For years I had prayed every night for the absent gods to grant me a witchcraft like Rose’s or Undine’s, something that I could perform from a careful distance. As much as I envied their beauty, it was mostly because it rendered them impregnable. Untouchable.
“Yes,” I said shakily. “I’ll do it however you find most comfortable.”
Sevastyan stared up at me, shoulders rising and falling with his heavy breaths. I thought of how he had struck down the Dragon-Tsar, the muscles in his arms quivering like the plucked string of a balalaika, and the way he had run his hands so fluidly over the tsarevna’s hips.
Desire tensed inside me, shameful and aching. Whoever desired a Vashchenko girl was doomed, but the opposite was also true. Wanting anything ended only in misery. And even as I waited for him to speak, for this to be over, I dreaded the thought of watching him leave.
Slowly, Sevastyan reached up and began to unbutton his blouse. The collar fell open, exposing the pale column of his throat.
“Here,” he said, tilting his head. “Do it here.”
Derkach clapped his hands together, eyes sparkling. “Oh, I’ve always wanted to watch a real witch do her work.”
I almost told him that I wasn’t a real witch; the Wizards’ Council had disbanded before I could earn my official title. The last true witch in Oblya was Titka Whiskers, whose real name was Marina Bondar. She’d adopted the moniker Titka Whiskers for a bit of calculated flair, the Old World charm that our clients sought. I had realized when I was quite young that most of them did not want to be helped, not really. They came to us for the same reason they came to the ballet theater: spectacle. Distraction.
I was not nearly as enthralling to watch as Sevastyan, done up in his feathers and painted lambent gold, but my clients came to me, rather than my beautiful sisters, because I offered what Undine and Rose could not—or rather, what they did not have to. Proximity. Intimacy. Palms spanning bare chests, fingers pressed against throats. I found jawbones and earlobes particularly fruitful, of all the places I allowed myself to touch.
Face unbearably hot, I considered what sorts of secrets I could leach from the cleft of Sevastyan’s chin.
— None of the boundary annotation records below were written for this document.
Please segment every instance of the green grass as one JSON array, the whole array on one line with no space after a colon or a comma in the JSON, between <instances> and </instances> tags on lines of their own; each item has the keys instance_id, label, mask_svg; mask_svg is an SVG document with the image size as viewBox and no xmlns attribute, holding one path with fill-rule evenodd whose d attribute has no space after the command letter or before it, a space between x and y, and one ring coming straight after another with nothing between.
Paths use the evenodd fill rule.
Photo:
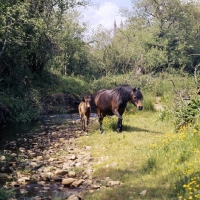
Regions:
<instances>
[{"instance_id":1,"label":"green grass","mask_svg":"<svg viewBox=\"0 0 200 200\"><path fill-rule=\"evenodd\" d=\"M88 193L85 200L198 198L198 188L194 189L199 181L195 174L200 167L200 148L198 142L194 144L198 134L194 138L193 130L186 128L175 133L170 121L158 119L159 112L125 113L120 134L115 131L115 116L104 118L104 135L98 124L91 125L89 137L80 138L79 145L91 146L98 160L93 176L102 183L109 177L123 184ZM195 177L198 180L194 183ZM139 194L143 190L147 190L144 196Z\"/></svg>"}]
</instances>

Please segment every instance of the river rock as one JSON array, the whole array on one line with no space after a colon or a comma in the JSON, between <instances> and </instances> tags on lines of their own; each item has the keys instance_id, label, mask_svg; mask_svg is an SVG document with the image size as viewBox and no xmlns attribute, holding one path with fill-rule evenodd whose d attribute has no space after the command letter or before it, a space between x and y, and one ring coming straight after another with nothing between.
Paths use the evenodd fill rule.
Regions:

With a steely breath, I approached him. Last night he had appeared as lovely as an oil painting of an angel, or one of the Patrifaith’s many saints. Now, in the butter-yellow morning, I found he had a bit of a craggy look to him. If he’d been carved from marble, I could see the places where the sculptor’s chisel had slipped. The dip of his nose canted sharply to the right, and his chin thrust out at an angle that made him look always on the verge of smirking. His eyes were deep-set, but in daylight they seemed an even more brilliant hue of blue, jeweled and nearly translucent.
My heart raced at those thoughts even as Sevastyan inched forward in his chair, until he was perched on the very edge of it. His legs opened, leaving room for me to stand between his spread knees.